Supreme Court Rules 23 and 24 read as follows:
Rule 23. Review of Non-Appealable Orders or Decisions.
"An aggrieved party may petition this court for review of any order or decision of the superior court, not otherwise appealable under Rule 6, in any action or proceeding, civil or criminal, as follows:
"(a) From interlocutory orders granting, continuing, modifying, refusing or dissolving injunctions, or refusing to dissolve or modify injunctions.
"(b) From interlocutory orders appointing receivers or refusing orders to wind up receiverships or to take steps to accomplish the purposes thereof, such as directing sales or other disposals of property.
"(c) From any order affecting a substantial right in an action or proceeding which either (1) in effect terminates the proceeding or action and prevents a final judgment therein; or (2) discontinues the action; or (3) grants a new trial.
"(d) Where such an order or decision involves a controlling question of law as to which there is substantial ground for difference of opinion, and where an immediate and present review of such order or decision may materially advance the ultimate termination of the litigation.
"(e) Where postponement of review until appeal may be taken from a final judgment will result in injustice because of impairment of a legal right, or because of unnecessary delay, expense, hardship or other related factors.
"Relief heretofore available by writs of review, certiorari, mandamus, prohibition, and other writs necessary or appropriate to the complete exercise of this court's jurisdiction, may be obtained by petition for review, and the procedure for obtaining such relief shall be as prescribed in Part VI of these rules."
Rule 24. Considerations Governing Review.
"A review shall not be a matter of right, but will be granted only: (1) where the order or decision sought to be reviewed is of such substance and importance as to justify deviation from the normal appellate procedure by way of appeal and to require the immediate attention of this court; (2) where the sound policy behind the general rule of requiring appeals to be taken only from final judgments is outweighed by the claim of the individual case that justice demands a present and immediate review of a particular non-appealable order or decision; or (3) where the superior court has so far departed from the accepted and usual course of judicial proceedings, or so far sanctioned such a departure by an inferior court or administrative tribunal, as to call for this court's power of supervision and review."

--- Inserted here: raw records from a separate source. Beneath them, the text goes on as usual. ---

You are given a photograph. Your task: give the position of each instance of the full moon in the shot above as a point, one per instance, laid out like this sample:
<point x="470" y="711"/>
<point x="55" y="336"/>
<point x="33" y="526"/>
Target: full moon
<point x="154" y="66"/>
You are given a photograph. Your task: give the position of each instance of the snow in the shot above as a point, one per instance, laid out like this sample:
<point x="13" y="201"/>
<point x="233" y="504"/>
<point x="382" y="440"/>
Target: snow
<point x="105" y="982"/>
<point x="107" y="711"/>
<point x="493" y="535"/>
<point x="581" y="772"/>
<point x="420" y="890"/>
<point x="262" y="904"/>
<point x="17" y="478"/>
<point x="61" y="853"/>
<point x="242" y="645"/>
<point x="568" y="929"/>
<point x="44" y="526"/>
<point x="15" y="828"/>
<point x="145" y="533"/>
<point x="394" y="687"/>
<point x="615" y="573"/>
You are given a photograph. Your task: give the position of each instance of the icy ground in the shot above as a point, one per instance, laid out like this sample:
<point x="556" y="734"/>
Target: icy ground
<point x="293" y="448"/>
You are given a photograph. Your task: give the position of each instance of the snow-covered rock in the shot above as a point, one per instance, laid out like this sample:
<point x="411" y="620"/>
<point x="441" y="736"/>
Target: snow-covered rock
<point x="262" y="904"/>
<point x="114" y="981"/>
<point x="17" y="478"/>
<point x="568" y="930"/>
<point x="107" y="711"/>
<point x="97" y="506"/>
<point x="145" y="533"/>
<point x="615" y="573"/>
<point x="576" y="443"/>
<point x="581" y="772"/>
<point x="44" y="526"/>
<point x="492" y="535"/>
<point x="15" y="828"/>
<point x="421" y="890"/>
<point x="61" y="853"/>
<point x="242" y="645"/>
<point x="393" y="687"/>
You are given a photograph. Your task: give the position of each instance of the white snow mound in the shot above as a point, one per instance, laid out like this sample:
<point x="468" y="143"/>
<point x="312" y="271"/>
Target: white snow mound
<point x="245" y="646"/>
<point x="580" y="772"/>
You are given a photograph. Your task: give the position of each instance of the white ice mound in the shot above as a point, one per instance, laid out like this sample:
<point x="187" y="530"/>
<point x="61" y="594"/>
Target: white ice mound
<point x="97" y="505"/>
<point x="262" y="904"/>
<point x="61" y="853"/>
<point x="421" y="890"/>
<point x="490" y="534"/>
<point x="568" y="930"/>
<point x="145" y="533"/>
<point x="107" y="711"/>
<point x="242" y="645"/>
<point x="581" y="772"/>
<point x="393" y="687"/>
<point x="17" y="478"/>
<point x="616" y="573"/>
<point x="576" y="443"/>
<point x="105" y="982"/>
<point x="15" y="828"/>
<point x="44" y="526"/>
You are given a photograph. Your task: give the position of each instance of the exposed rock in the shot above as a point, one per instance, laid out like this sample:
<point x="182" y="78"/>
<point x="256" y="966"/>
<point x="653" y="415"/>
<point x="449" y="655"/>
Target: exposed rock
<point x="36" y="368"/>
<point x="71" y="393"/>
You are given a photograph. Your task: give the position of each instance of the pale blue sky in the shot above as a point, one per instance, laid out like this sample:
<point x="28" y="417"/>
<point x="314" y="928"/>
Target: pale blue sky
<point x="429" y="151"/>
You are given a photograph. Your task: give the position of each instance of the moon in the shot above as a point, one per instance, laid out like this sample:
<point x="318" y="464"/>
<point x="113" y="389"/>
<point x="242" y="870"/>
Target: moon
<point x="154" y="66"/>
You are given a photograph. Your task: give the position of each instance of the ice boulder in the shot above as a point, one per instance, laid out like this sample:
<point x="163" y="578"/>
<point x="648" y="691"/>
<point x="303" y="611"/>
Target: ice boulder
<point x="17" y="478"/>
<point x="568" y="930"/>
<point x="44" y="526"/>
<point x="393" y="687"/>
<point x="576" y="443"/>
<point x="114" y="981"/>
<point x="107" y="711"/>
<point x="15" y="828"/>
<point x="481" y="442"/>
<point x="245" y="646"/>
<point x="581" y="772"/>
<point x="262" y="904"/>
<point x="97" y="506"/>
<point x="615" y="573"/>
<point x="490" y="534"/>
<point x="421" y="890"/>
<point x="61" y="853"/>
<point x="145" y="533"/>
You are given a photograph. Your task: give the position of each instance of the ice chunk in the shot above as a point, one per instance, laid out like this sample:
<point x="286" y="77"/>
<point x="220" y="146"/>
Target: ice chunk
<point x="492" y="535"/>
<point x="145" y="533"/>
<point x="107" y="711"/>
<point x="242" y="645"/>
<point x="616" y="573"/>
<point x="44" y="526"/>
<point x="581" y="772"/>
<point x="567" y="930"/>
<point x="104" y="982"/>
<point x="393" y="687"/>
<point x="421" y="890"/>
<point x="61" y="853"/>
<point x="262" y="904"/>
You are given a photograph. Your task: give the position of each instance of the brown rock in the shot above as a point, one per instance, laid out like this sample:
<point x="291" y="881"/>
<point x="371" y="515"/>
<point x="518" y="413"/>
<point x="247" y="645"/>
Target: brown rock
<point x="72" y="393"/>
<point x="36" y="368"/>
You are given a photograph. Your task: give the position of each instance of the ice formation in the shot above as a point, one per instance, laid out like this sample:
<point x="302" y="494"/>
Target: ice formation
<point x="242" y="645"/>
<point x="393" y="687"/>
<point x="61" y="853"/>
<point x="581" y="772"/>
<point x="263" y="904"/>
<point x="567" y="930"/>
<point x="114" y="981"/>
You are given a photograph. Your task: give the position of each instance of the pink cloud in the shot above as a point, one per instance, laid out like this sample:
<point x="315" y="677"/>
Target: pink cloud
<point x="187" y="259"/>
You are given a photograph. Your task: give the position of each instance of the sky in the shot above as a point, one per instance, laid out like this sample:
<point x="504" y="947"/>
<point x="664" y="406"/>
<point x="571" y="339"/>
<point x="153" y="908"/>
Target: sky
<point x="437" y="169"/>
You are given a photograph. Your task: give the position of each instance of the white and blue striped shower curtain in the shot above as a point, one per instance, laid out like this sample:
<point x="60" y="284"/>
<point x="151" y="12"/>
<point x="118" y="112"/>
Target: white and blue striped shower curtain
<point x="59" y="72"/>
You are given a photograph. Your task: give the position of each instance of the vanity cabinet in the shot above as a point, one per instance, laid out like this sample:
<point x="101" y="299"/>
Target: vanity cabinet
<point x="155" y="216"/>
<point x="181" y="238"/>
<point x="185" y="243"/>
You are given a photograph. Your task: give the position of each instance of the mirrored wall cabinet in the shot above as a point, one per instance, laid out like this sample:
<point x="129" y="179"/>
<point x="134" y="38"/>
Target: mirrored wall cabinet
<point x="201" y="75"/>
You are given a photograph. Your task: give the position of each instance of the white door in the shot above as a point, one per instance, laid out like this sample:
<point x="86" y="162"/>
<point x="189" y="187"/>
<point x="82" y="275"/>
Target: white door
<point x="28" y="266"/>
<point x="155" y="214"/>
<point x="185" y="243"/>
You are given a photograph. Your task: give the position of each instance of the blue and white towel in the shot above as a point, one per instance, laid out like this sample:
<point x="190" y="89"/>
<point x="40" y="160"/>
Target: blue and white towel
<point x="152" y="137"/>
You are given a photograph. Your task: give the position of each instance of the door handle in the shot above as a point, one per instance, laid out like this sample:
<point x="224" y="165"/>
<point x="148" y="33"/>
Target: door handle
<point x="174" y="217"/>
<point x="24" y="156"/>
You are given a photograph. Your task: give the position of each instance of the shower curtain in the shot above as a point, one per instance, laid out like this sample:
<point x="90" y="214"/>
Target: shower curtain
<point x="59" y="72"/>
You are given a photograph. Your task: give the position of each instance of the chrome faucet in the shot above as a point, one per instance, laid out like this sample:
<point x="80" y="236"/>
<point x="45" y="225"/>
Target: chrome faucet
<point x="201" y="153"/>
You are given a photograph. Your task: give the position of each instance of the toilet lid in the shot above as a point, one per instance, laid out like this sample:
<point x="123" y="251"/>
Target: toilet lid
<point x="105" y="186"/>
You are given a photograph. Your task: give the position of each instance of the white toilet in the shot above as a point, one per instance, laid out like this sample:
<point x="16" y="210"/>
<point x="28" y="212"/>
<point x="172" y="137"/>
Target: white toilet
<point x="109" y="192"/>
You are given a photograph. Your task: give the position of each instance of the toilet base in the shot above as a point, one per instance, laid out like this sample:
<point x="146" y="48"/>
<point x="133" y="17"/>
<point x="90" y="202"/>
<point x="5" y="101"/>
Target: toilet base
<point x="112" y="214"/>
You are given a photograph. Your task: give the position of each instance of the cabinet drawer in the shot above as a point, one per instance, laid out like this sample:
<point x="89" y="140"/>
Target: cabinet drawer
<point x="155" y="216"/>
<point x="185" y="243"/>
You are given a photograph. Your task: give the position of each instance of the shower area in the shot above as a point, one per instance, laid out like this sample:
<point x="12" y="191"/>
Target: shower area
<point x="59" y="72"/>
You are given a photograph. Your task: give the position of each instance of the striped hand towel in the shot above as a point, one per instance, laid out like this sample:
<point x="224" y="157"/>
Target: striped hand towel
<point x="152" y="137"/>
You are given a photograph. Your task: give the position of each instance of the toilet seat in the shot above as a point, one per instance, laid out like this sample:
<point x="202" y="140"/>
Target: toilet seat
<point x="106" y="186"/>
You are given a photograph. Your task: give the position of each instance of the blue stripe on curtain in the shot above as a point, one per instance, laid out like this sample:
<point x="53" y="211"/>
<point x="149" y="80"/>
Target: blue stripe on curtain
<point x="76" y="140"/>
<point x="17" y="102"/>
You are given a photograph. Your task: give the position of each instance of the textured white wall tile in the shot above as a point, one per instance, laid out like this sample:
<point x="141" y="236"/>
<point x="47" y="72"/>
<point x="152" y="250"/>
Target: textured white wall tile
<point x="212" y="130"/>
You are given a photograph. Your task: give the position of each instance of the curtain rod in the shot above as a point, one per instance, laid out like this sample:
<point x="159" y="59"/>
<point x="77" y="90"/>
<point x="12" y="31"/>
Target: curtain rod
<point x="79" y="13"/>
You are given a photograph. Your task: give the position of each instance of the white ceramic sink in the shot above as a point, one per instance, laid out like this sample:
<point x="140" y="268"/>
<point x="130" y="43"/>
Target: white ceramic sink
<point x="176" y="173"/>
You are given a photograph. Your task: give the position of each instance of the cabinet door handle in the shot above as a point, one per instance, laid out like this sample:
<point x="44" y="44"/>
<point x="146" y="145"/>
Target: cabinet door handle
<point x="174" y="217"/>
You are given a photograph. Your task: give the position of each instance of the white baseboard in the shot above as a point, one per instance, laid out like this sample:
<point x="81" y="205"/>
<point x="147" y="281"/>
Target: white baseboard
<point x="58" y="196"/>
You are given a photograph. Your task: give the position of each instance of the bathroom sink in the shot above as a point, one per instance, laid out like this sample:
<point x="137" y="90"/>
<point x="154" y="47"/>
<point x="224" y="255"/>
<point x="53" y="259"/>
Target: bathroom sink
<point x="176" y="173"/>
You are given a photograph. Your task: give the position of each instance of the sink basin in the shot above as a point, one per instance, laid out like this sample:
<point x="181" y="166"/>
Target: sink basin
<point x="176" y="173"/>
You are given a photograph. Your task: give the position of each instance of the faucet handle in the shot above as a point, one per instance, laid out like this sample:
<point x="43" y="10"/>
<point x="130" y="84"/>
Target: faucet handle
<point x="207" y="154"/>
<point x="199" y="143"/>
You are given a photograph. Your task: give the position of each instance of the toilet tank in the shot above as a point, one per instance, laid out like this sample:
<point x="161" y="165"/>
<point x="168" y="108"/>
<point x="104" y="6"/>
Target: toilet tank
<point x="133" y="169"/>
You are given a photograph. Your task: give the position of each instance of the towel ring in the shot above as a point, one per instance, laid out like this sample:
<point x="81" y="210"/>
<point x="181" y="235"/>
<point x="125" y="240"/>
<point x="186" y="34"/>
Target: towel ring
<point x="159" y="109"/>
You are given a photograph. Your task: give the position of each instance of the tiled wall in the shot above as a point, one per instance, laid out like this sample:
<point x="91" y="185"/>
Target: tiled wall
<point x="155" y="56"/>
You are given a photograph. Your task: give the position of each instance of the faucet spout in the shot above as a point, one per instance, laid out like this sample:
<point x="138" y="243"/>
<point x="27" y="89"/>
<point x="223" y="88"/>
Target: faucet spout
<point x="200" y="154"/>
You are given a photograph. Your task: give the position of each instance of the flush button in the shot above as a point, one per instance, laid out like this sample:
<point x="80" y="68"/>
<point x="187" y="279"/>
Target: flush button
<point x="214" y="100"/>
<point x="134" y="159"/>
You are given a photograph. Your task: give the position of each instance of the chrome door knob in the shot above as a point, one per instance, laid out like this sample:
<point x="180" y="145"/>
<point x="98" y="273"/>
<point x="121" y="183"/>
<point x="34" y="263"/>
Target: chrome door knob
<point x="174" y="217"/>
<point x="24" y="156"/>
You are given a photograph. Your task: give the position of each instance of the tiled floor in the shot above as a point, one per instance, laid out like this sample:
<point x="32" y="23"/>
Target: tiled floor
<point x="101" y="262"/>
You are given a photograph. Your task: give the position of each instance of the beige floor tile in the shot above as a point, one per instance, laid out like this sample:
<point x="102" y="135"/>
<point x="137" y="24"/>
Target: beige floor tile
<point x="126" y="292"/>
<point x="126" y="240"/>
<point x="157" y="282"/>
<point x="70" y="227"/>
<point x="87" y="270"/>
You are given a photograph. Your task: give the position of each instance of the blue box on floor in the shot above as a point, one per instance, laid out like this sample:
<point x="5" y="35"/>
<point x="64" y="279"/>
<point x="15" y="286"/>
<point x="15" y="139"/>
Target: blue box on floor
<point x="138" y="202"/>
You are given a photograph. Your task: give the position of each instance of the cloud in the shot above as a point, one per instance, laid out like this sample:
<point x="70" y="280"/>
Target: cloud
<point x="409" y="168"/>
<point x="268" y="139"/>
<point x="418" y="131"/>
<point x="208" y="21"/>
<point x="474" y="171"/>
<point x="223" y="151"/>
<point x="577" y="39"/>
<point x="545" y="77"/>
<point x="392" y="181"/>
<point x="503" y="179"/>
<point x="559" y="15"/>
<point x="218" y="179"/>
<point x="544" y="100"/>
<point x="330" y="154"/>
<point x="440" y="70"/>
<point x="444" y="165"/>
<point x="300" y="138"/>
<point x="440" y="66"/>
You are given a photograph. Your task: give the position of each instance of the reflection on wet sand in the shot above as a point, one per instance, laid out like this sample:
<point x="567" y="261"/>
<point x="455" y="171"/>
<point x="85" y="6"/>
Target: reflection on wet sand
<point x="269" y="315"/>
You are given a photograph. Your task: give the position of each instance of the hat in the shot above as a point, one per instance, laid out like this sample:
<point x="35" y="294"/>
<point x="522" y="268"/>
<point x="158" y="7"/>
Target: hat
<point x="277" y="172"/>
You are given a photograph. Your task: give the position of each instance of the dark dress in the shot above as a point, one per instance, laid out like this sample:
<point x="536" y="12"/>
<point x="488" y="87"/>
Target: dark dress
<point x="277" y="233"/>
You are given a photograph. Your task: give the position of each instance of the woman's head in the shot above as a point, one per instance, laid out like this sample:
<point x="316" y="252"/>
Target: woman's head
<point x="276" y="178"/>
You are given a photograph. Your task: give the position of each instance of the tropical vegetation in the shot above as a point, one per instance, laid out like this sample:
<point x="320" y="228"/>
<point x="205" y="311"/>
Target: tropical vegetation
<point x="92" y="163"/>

The principles just discussed are apparent from our written opinions in City of Fairbanks v. Schaible and State v. Hillstrand. We thought it unnecessary to reiterate those principles in later cases, and for that reason have adhered to the practice of not stating our reasons when denying petitions for review.
Note 1, supra.
We also consider the giving of reasons in these cases unwise. If we were to attempt to explain in each case how and why the petitioner has failed to convince us that our discretion should be exercised in favor of granting review, there is the danger that what we would say would be construed as indicating our views on the very issue or issues which we had decided not to pass upon. This would tend to be misleading or confusing to counsel and to the trial court, without any good purpose having been served. This is a factor which has persuaded us that the writing of opinions in cases where interlocutory review is denied generally would be an undesirable practice.
In this case we decline to elaborate further on our reasons for denying the petition for review.